While this break from the gym has been a recovery period for my body, my mind is still incredibly overactive. I’ve been getting a great mental work out keeping my ego in check. Little goblin thoughts have been ever-present in my day-to-day activities, reminding me that I didn’t run yesterday like I said I would, or suggesting that maybe I should go to a level 2 yoga class instead of a restorative one. Saturday I decided to take advantage of the cool summer evening on a leisurely ("leisurely") run. I really did just want to enjoy the great weather, even though the mild sprain in my left ankle was warning me not to. While it was an incredibly refreshing run, I found myself more out of breath than I would have liked for this break period, and my ankle was starting to get louder with it’s I-Told-You-So’s. It was still yelling at me during my warrior two poses last night. Ego says No don’t be silly, it’s a good stretch for the ankles.

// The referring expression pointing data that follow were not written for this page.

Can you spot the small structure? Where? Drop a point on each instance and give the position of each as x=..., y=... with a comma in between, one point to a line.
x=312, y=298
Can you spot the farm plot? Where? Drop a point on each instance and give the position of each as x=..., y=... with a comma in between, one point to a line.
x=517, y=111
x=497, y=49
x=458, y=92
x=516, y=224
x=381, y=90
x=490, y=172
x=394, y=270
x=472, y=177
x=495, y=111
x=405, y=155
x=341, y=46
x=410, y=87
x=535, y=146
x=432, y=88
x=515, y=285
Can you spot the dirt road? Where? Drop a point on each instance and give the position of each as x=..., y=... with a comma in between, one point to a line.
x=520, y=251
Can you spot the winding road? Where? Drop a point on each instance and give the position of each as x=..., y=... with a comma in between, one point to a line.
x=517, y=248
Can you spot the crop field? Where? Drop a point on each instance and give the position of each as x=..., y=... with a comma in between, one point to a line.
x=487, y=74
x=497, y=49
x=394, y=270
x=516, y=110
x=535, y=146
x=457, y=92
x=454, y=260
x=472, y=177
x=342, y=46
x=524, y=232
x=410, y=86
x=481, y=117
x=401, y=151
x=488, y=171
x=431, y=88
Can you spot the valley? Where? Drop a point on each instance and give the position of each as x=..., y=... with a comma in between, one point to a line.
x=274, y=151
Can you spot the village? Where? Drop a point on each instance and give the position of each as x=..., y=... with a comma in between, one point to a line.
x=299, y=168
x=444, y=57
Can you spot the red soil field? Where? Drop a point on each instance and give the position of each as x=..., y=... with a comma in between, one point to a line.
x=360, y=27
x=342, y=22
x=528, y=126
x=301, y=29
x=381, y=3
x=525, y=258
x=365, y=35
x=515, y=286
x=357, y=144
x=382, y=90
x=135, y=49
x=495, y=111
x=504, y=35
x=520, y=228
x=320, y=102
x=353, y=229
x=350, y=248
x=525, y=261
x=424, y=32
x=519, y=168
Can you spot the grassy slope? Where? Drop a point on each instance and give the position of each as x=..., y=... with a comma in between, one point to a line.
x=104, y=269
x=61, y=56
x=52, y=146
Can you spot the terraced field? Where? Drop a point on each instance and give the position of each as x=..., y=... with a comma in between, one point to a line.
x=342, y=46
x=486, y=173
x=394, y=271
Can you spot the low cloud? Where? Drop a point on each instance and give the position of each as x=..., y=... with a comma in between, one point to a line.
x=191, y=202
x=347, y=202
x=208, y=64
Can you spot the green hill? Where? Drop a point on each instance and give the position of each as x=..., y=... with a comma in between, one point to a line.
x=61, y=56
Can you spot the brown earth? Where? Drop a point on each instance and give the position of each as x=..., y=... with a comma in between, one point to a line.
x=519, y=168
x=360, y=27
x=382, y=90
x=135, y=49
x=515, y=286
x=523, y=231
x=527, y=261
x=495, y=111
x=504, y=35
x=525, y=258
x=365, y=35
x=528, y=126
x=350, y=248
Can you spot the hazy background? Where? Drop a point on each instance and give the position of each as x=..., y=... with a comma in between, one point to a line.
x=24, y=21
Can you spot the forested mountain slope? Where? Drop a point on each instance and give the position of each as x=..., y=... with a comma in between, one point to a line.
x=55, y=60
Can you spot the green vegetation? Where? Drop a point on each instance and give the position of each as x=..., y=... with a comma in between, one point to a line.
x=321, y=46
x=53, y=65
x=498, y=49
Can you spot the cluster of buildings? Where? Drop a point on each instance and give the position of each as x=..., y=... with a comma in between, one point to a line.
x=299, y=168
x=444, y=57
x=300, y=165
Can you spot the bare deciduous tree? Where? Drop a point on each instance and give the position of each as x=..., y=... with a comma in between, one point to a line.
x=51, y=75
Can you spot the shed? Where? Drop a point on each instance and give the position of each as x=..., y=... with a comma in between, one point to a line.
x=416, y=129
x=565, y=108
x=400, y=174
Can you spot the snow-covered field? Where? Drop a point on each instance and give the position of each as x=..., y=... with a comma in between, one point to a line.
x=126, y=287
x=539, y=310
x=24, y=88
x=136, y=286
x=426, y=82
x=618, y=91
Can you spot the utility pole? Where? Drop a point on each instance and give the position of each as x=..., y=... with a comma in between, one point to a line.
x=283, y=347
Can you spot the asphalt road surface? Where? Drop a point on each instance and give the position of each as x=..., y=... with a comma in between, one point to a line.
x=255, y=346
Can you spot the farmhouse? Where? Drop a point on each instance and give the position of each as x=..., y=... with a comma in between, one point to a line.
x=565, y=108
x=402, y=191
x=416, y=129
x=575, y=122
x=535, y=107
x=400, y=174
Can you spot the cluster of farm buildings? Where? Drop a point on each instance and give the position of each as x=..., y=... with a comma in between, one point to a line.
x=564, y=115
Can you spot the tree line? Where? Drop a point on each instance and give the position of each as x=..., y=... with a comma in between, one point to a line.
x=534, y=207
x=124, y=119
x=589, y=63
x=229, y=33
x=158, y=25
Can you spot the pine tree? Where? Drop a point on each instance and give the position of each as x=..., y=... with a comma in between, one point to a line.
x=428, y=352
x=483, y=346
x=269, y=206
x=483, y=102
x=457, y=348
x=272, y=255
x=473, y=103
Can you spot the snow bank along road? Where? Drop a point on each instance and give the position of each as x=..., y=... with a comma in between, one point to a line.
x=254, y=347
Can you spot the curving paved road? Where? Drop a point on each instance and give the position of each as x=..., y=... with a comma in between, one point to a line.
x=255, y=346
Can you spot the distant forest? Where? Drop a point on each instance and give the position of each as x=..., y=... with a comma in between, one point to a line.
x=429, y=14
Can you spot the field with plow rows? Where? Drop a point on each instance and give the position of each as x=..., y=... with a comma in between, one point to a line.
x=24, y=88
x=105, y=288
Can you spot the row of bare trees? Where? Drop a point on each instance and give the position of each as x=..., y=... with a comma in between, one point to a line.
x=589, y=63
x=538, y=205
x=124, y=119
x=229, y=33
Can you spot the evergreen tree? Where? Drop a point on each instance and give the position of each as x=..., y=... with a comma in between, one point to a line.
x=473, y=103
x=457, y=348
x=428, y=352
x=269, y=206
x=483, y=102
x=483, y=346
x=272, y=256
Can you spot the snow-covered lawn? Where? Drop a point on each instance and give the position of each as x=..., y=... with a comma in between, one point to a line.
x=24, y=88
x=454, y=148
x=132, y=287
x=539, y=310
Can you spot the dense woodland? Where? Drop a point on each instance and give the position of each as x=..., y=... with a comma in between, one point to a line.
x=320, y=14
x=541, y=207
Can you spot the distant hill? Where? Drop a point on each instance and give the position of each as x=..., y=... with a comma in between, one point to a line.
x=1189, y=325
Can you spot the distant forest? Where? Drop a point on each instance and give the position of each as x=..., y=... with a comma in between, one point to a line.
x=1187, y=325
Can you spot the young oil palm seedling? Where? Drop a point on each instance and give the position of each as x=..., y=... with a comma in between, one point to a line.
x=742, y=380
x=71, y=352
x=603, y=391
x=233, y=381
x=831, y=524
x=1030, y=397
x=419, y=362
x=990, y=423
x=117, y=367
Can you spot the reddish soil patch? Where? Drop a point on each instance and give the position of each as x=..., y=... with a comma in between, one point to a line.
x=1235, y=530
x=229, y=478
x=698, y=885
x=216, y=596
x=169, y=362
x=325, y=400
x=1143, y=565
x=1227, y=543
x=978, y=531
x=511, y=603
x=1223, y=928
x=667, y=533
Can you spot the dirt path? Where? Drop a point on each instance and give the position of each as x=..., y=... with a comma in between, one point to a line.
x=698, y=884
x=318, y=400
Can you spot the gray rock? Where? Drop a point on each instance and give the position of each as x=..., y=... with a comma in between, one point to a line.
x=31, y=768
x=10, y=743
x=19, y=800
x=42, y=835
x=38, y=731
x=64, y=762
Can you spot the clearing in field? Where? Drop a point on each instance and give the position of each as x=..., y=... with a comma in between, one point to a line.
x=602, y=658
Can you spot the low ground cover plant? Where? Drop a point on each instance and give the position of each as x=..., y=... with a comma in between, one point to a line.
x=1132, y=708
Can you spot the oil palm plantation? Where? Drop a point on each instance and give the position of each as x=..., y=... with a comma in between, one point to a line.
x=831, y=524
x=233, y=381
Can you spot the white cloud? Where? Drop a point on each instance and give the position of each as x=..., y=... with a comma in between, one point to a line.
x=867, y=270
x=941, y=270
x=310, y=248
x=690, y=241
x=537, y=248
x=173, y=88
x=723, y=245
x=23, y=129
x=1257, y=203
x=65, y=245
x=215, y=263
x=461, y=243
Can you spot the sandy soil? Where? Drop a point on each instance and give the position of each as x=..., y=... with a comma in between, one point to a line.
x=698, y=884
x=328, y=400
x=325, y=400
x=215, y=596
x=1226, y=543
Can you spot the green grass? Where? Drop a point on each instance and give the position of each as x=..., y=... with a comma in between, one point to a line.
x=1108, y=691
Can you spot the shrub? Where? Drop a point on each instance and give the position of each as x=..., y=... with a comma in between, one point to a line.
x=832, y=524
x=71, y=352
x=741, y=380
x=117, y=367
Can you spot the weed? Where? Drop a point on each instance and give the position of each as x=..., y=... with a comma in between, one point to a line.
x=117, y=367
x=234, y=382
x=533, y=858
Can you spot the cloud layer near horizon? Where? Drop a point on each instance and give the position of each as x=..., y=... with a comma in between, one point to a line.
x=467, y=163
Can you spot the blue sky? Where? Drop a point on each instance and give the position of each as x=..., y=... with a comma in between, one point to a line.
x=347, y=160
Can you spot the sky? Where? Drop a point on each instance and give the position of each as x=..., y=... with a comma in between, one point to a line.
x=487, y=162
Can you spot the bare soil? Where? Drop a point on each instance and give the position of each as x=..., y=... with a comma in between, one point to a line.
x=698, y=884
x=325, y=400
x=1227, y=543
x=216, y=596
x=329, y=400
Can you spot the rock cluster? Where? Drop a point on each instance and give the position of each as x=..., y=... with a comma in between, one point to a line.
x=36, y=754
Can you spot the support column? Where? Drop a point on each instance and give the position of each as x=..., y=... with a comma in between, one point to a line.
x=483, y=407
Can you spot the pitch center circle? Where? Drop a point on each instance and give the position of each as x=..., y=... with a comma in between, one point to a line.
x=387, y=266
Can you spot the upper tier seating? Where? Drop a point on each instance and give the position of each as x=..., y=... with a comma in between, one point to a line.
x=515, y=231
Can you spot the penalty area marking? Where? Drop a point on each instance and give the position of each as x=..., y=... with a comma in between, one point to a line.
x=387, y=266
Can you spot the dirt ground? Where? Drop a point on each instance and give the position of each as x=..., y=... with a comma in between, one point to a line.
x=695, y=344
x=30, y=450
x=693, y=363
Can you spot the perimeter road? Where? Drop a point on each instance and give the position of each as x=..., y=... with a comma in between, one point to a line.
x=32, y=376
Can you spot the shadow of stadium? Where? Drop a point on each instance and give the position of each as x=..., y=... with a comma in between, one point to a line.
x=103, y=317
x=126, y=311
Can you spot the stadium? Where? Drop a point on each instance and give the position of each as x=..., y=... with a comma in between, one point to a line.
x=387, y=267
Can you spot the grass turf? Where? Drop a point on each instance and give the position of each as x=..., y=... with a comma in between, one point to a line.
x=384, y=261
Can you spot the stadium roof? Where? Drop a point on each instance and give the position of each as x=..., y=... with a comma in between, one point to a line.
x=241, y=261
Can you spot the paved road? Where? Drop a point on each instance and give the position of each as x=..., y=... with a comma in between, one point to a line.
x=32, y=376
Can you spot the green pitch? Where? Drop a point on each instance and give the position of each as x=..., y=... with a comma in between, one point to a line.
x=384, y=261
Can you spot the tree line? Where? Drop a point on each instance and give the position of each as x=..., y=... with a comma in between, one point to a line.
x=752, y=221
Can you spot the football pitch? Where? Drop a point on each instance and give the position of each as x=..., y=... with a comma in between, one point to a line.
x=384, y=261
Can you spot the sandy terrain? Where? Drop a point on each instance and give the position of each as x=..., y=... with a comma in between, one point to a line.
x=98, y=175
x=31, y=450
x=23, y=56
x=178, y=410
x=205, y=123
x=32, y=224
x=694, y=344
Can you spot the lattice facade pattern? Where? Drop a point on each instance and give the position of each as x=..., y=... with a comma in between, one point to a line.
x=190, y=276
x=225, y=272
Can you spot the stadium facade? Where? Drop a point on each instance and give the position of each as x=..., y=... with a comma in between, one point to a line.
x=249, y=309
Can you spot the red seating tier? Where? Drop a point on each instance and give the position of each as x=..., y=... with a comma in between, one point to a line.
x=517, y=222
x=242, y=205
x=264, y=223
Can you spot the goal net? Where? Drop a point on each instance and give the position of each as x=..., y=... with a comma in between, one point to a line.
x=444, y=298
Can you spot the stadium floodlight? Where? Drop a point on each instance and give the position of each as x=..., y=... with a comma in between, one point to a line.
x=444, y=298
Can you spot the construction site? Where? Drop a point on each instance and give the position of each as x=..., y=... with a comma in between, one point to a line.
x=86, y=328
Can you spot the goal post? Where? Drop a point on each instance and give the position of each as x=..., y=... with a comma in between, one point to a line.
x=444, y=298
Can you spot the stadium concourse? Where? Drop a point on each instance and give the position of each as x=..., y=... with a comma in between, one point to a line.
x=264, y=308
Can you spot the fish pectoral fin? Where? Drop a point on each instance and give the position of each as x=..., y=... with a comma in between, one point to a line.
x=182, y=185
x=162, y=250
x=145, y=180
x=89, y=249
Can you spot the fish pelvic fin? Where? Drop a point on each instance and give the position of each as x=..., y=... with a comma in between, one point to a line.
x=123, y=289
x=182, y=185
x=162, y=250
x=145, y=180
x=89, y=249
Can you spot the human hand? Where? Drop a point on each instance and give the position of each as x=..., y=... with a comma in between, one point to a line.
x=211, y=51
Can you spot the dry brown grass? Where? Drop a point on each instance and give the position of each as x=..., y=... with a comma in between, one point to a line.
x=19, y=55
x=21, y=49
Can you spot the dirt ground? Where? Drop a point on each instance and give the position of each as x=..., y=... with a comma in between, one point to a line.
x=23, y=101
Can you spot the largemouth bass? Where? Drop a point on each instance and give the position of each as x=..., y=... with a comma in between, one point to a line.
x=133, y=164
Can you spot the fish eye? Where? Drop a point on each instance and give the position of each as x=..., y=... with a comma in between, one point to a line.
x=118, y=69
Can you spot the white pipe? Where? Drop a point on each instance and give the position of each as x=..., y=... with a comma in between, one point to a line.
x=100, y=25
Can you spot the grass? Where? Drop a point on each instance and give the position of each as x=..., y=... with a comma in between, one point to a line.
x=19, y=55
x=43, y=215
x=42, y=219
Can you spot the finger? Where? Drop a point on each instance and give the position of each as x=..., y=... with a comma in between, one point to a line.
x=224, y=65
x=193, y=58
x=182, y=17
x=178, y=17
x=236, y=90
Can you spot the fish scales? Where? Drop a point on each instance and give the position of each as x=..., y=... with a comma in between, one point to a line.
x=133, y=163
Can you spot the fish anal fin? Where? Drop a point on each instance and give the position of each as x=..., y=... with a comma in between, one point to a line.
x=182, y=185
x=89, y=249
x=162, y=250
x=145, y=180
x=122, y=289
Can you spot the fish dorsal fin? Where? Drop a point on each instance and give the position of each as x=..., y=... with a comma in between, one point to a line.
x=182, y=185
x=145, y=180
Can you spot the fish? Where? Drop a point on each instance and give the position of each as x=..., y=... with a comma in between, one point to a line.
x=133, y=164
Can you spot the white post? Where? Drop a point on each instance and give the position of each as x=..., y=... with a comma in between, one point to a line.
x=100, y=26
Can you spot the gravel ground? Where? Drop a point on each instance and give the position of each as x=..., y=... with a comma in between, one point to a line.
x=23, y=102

Body says I told you the restorative class would've been a better idea.
So now that my body is making every step a little bit uncomfortable, I’ve decided to surrender to its whims of shorter walks and restorative classes, no matter how powerful I feel slowly lowering into chaturanga. This isn't a period of power or gaining strength.
On a more positive note, I'm really enjoying my mornings without the lingering pressure of getting to the gym ASAP. Again, having to surrender (this time to the schedule of a yoga studio) allows me to be more yin, more feminine and gentle.
This sabbatical is proving to be a harder workout for my brain than I imagined. Sometimes I find that training so consistantly has me tune out. Tune out the noise in my head. Tune out my body's signals to rest. Tune out the real image I see in the mirror, in favour of longing for the contours of someone's air-brushed body.
Four days in, ten to go! Happy Monday folks.